Crystal Ice & Cold Storage Co v. Elmer

Leaking, V. C.

The evidence discloses that the arbitrators made the award here sought to be enforced without first being sworn and without giving a hearing to the respective parties in interest. This is clearly fatal to the validity of the award.

The sixth section of our act touching arbitration and references (1 Comp. Stat. p. 106), when read in connection with the fourth section to which it refers, provides that in cases of arbitration, every arbitrator shall, before he proceeds to the business submitted to him, take an oath or affirmation that he will faithfully and fairty hear and examine the cause and make a just and true award according to the best of his skill and understanding.

The arbitration here in question was not made a rule of court, and it is urged in behalf of complainant that the sixth section of the act above referred to only relates to arbitrations which have been made a rule of court. In Inslee v. Flagg, 26 N. J. Law (2 Dutch.) 368, that contention was made and expressly overruled; it is there determined that the sixth section of our Arbitration act applies to all arbitrations, whether made a rule of court or not, and requires all arbitrators to be sworn or affirmed before proceeding with their duties, and that the section is opera*488tive to vitiate any award made by arbitrators who have not been sworn or affirmed pursuant to the provisions of that section.
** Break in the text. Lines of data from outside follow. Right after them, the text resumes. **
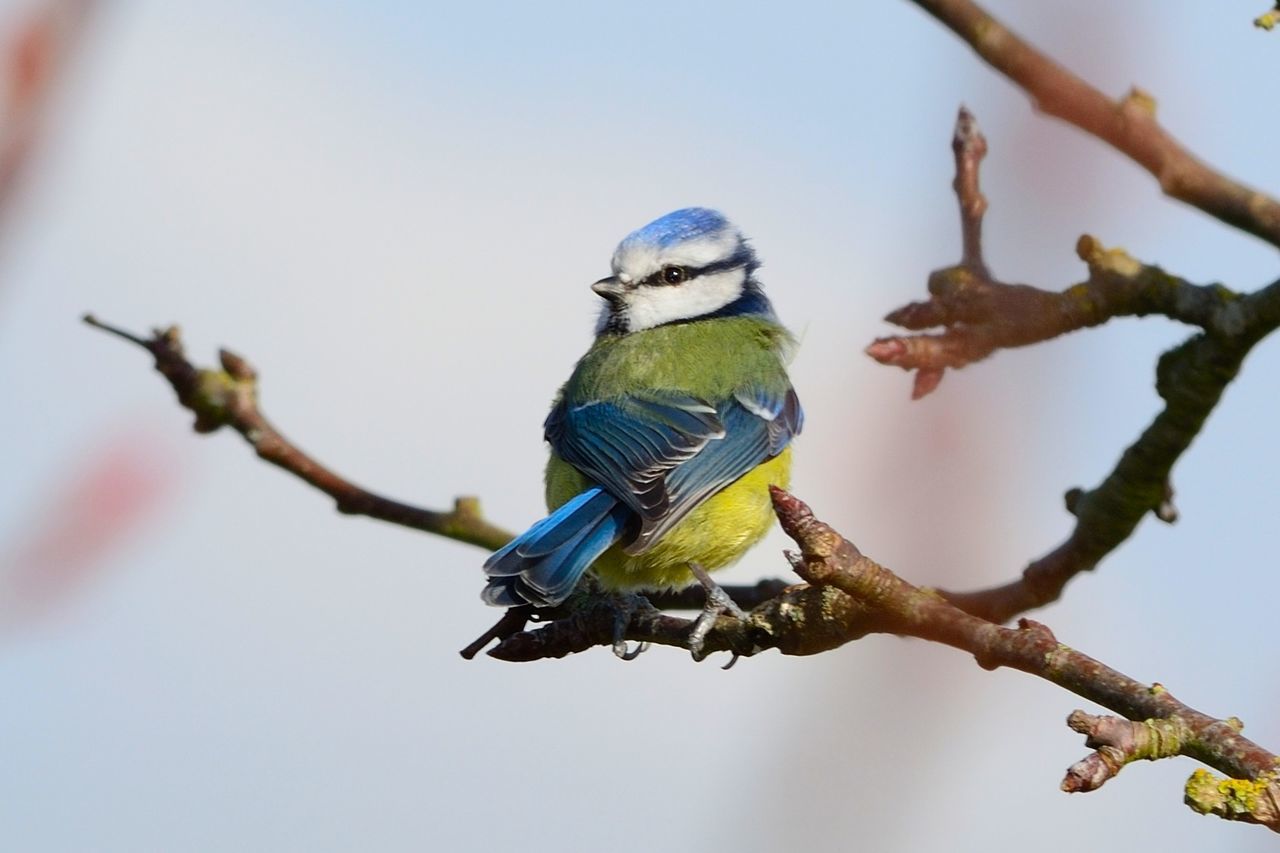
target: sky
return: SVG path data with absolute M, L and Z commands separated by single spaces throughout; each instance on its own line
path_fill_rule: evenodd
M 35 0 L 0 0 L 0 35 Z M 1274 185 L 1265 4 L 991 4 L 1112 94 L 1138 84 L 1228 173 Z M 749 234 L 798 334 L 795 492 L 921 584 L 1014 577 L 1159 408 L 1189 332 L 1126 320 L 949 373 L 862 348 L 959 257 L 951 125 L 991 153 L 987 256 L 1085 275 L 1084 232 L 1253 289 L 1275 250 L 1036 114 L 905 2 L 101 3 L 0 233 L 0 825 L 32 851 L 1261 850 L 1181 804 L 1187 759 L 1058 791 L 1081 699 L 872 637 L 729 672 L 463 661 L 496 613 L 473 547 L 337 515 L 145 354 L 78 322 L 179 324 L 261 374 L 268 417 L 433 508 L 542 510 L 542 419 L 614 245 L 669 210 Z M 1246 362 L 1144 521 L 1033 614 L 1280 747 L 1268 376 Z M 786 576 L 780 533 L 728 582 Z

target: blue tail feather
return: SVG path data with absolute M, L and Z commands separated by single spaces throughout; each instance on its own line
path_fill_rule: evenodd
M 485 562 L 489 583 L 481 597 L 497 607 L 564 601 L 583 573 L 618 541 L 631 511 L 603 489 L 588 489 Z
M 584 497 L 586 500 L 582 500 Z M 554 521 L 537 532 L 530 530 L 529 533 L 520 537 L 525 541 L 516 548 L 516 553 L 521 557 L 532 558 L 545 557 L 559 551 L 569 543 L 569 540 L 595 527 L 617 503 L 608 492 L 602 489 L 583 492 L 566 504 L 566 506 L 571 504 L 576 506 L 573 506 L 562 520 Z M 555 515 L 551 518 L 555 518 Z
M 497 551 L 490 554 L 489 559 L 484 561 L 485 574 L 490 577 L 507 577 L 509 575 L 520 574 L 520 560 L 512 559 L 512 553 L 520 547 L 526 537 L 545 530 L 550 521 L 550 518 L 542 519 L 542 521 L 539 521 L 537 524 L 533 525 L 533 527 L 530 527 L 523 534 L 512 539 L 506 545 L 503 545 Z M 518 557 L 519 555 L 516 556 Z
As the arbitrators who made the award which is the foundation of the relief sought by the present bill were'not sworn or affirmed to perform their duties, it is clearly impossible for this court to grant the relief sought by complainant.

The other circumstance already referred to is equally fatal to the relief here sought. In West Jersey Railroad Co. v, Thomas, 21 N. J. Eq. (6 C. E. Gr.) 205, and 23 N. J. Eq. (8 C. E. Gr.) 431; S. C. on appeal, 24 N. J. Eq. (9 C. E. Gr.) 567, it is definitely determined that the parties to an arbitration are entitled to notice from the arbitrators of a time and place for a hearing to the end that they may be present and present their case. This rule is wholly independent' of statutory requirements to that effect, The award which is made the foundation of the present suit was made not only without the parties to the arbitration being heard, but also without the parties having been given an opportunity to be heard.

The suggestion is made in behalf of complainant that in the event of the award being found defective the bill should be held to await another award. I find no justification for that course. Without an award there appears to be no foundation for the present bill to rest upon. Whether a bill based upon a declared purpose upon the part of complainant to re-assert its claim of right to purchase through a new arbitration would support an injunction against the further progress of the ejectment suit cannot be now appropriately determined.

The views here expressed render consideration of the other defences unnecessary.

I will advise a decree dismissing the bill.